No livro de “Visitas a Jesus Sacramentado e a Nossa Senhora”, Santo Afonso escreveu e legou-nos belas e profundas orações marianas. Em uma de suas preces, ele assim se exprimiu: “Maria é aquela torre de Davi, de que fala o Espírito Santo nos sagrados Cânticos: ‘Ao redor dela se elevam fortalezas; ali se veem suspensos mil escudos e todas as armas dos valentes’ (Ct 4,4).
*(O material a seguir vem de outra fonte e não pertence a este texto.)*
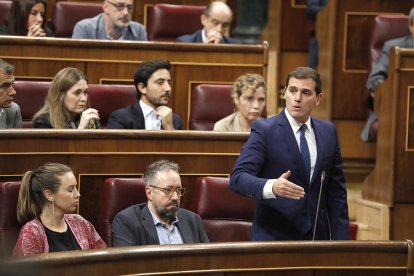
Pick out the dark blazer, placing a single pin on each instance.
(272, 150)
(135, 226)
(131, 117)
(197, 38)
(5, 30)
(379, 71)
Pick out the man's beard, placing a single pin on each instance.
(169, 214)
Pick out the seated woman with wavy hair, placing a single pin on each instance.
(47, 198)
(67, 103)
(27, 18)
(249, 95)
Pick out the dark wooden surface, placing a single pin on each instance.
(344, 60)
(391, 181)
(249, 258)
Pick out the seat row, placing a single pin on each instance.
(163, 22)
(226, 216)
(208, 102)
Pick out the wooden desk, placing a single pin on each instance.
(248, 258)
(95, 155)
(116, 62)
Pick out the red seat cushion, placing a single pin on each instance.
(166, 21)
(116, 195)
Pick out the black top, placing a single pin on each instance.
(61, 241)
(42, 121)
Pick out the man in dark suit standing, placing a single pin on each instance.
(216, 20)
(153, 83)
(160, 220)
(292, 166)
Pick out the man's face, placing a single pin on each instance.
(166, 206)
(301, 98)
(158, 89)
(118, 12)
(6, 89)
(219, 20)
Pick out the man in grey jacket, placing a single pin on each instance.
(10, 116)
(160, 220)
(113, 24)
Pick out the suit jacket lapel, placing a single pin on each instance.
(138, 116)
(185, 231)
(148, 224)
(290, 140)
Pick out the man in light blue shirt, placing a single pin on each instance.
(10, 116)
(113, 24)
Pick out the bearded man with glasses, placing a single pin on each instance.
(160, 220)
(113, 24)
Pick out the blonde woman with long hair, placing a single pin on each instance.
(47, 199)
(67, 103)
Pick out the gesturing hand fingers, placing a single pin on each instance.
(284, 188)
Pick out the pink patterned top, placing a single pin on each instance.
(32, 238)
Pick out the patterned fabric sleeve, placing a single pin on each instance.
(32, 240)
(84, 232)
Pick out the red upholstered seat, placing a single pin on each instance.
(116, 195)
(30, 96)
(67, 14)
(226, 216)
(4, 11)
(209, 103)
(353, 230)
(107, 98)
(166, 22)
(9, 226)
(386, 27)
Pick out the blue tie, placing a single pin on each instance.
(304, 151)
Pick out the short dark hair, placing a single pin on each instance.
(156, 167)
(19, 14)
(306, 73)
(6, 67)
(145, 71)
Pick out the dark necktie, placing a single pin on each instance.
(304, 151)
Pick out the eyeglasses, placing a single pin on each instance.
(170, 191)
(121, 6)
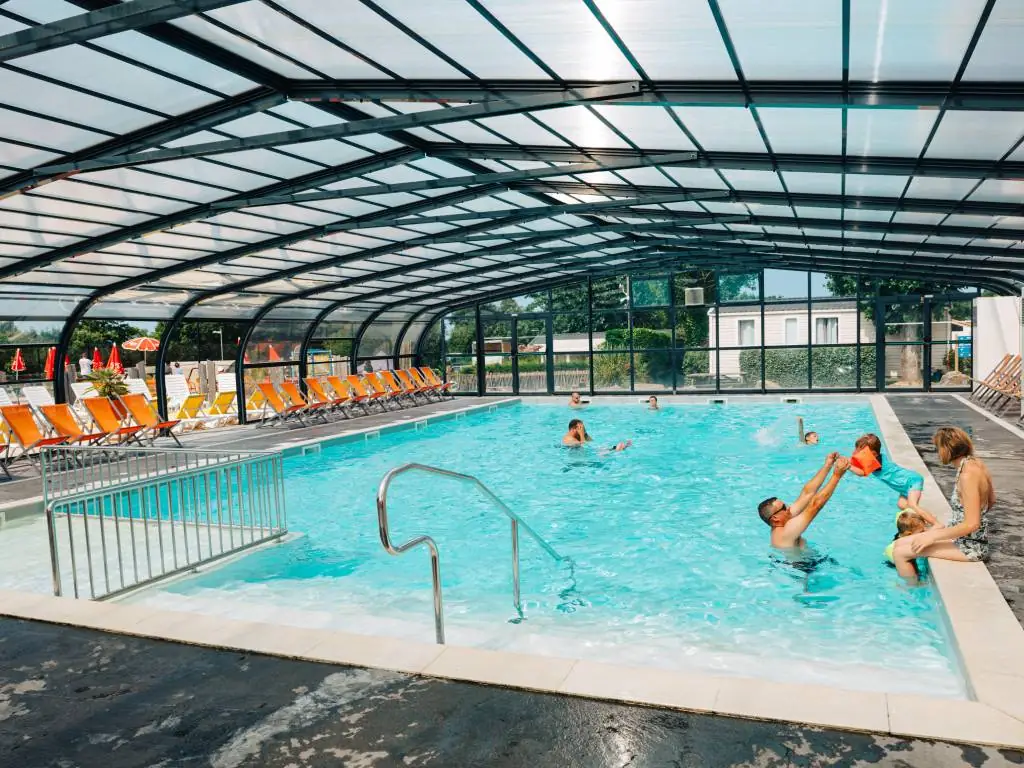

Vós sois, portanto, Virgem Santíssima – como diz Santo Inácio Mártir – ‘um escudo inexpugnável para aqueles que andam empenhados no combate’. Como são numerosos os assaltos dos meus inimigos para me privarem da graça de Deus e da vossa proteção, Senhora minha querida! Mas vós sois a minha força; não vos dedignais de combater por aqueles que em vós põem a sua confiança, e por isso Santo Efrém diz que ‘sois a salvaguarda dos que em vós confiam’. Defendei-me, pois, e combatei por mim, que em vós deposito toda a minha confiança e toda a minha esperança. Maria, Maria, vosso nome é a minha defesa”.

Pe. Eugênio Bisinoto, C.Ss.R.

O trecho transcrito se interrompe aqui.